- Born: 1841 Centre County, Pennsylvania, U.S.
- Died: September 30, 1907 (aged 65–66) McAlisterville, Pennsylvania, U.S.
- Place of burial: Lost Creek Presbyterian Cemetery, McAlisterville, Pennsylvania
- Allegiance: United States
- Branch: United States Army Union Army
- Service years: 1862–1865
- Rank: Private
- Unit: Company B, 148th Regiment Pennsylvania Volunteer Infantry
- Conflicts: American Civil War
- Awards: Medal of Honor

= Robert W. Ammerman =

American soldier who received the Medal of Honor

Robert Wesley Ammerman (1841 – September 30, 1907) was an American soldier who received the Medal of Honor for valor during the American Civil War.

==Biography==
Ammerman joined the 148th Pennsylvania Infantry from Milesburg, Pennsylvania, in August 1862. While performing his MOH action, he suffered the loss of his right leg, and was discharged due to his wounds in May 1865. He died on September 30, 1907, and was laid to rest in the Lost Creek Presbyterian Cemetery in McAlisterville, Pennsylvania.

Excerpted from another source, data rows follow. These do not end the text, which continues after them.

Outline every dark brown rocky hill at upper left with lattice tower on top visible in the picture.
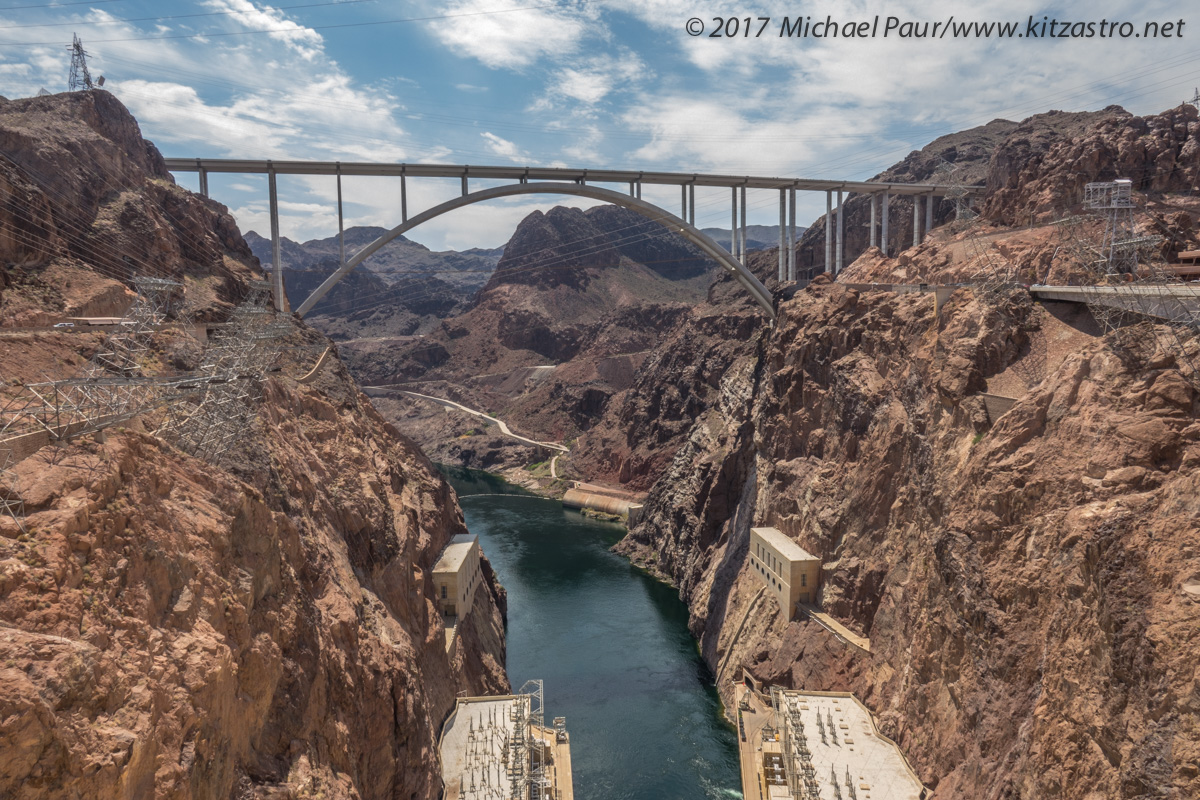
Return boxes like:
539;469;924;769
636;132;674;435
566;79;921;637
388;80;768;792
0;91;257;326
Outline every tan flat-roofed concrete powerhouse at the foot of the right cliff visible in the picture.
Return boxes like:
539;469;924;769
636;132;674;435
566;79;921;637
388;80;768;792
734;684;926;800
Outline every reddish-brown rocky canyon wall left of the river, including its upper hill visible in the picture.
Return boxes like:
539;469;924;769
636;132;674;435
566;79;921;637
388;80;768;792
0;91;508;800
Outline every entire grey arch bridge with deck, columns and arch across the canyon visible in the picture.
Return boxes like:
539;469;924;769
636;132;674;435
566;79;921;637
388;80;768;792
166;158;983;319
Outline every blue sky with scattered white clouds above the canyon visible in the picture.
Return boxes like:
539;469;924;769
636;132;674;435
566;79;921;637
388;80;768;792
0;0;1200;249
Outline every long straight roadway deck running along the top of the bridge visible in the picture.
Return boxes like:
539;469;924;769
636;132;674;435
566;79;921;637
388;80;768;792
166;158;984;194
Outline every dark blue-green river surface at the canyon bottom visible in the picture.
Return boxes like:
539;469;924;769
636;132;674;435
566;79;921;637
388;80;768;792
448;469;742;800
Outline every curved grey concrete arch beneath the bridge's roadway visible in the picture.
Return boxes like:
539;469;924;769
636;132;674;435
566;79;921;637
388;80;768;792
296;182;775;321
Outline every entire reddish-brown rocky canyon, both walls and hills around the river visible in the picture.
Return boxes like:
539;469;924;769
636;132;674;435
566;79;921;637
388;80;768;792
0;91;1200;800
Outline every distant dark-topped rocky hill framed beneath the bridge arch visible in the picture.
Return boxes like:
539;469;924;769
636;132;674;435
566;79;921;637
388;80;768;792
338;206;715;467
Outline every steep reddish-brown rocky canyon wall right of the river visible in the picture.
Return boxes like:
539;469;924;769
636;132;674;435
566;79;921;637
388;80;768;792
597;109;1200;800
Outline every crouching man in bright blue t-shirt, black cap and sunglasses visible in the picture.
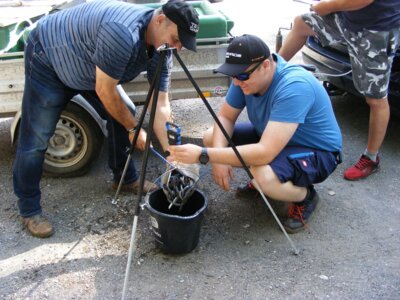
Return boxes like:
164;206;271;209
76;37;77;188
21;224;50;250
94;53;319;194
169;35;342;233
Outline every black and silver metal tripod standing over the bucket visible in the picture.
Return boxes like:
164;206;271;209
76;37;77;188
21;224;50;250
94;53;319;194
114;44;299;299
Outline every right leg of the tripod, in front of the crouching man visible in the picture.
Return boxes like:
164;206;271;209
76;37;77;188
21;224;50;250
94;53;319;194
174;50;299;255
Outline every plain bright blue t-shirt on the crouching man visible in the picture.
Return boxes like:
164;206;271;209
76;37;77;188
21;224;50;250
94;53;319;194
226;54;342;152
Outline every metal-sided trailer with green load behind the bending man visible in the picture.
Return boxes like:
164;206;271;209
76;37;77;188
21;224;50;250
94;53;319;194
0;0;233;177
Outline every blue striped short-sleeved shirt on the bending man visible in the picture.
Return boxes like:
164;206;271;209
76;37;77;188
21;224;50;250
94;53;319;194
38;0;172;91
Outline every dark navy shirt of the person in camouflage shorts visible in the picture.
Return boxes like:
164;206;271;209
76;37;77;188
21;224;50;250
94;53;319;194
341;0;400;32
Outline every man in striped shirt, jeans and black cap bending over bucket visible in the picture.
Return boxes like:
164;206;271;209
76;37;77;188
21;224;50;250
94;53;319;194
13;0;199;237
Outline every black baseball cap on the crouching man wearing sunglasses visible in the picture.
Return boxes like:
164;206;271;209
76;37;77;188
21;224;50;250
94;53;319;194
215;34;271;76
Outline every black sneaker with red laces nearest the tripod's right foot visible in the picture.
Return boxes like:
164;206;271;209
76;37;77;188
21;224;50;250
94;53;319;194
283;186;319;233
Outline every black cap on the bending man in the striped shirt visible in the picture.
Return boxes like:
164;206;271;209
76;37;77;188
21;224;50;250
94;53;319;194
162;0;199;52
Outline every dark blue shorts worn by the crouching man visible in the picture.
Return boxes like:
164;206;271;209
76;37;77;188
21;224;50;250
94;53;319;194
232;122;341;186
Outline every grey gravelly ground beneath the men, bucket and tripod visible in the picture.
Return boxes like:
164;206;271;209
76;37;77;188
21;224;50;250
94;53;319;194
0;96;400;299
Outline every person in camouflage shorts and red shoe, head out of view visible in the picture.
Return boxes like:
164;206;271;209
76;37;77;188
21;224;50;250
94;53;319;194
279;0;400;180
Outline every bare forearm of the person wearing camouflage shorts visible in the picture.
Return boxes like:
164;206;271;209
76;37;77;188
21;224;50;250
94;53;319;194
311;0;374;16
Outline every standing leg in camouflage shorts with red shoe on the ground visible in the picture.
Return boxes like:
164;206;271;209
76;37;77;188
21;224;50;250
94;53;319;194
343;29;400;180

==Medal of Honor citation==
Citation:

The President of the United States of America, in the name of Congress, takes pleasure in presenting the Medal of Honor to Private Robert Wesley Ammerman, United States Army, for extraordinary heroism on 12 May 1864, while serving with Company B, 148th Pennsylvania Infantry, in action at Spotsylvania, Virginia, for capture of battle flag of 8th North Carolina (Confederate States of America), being one of the foremost in the assault.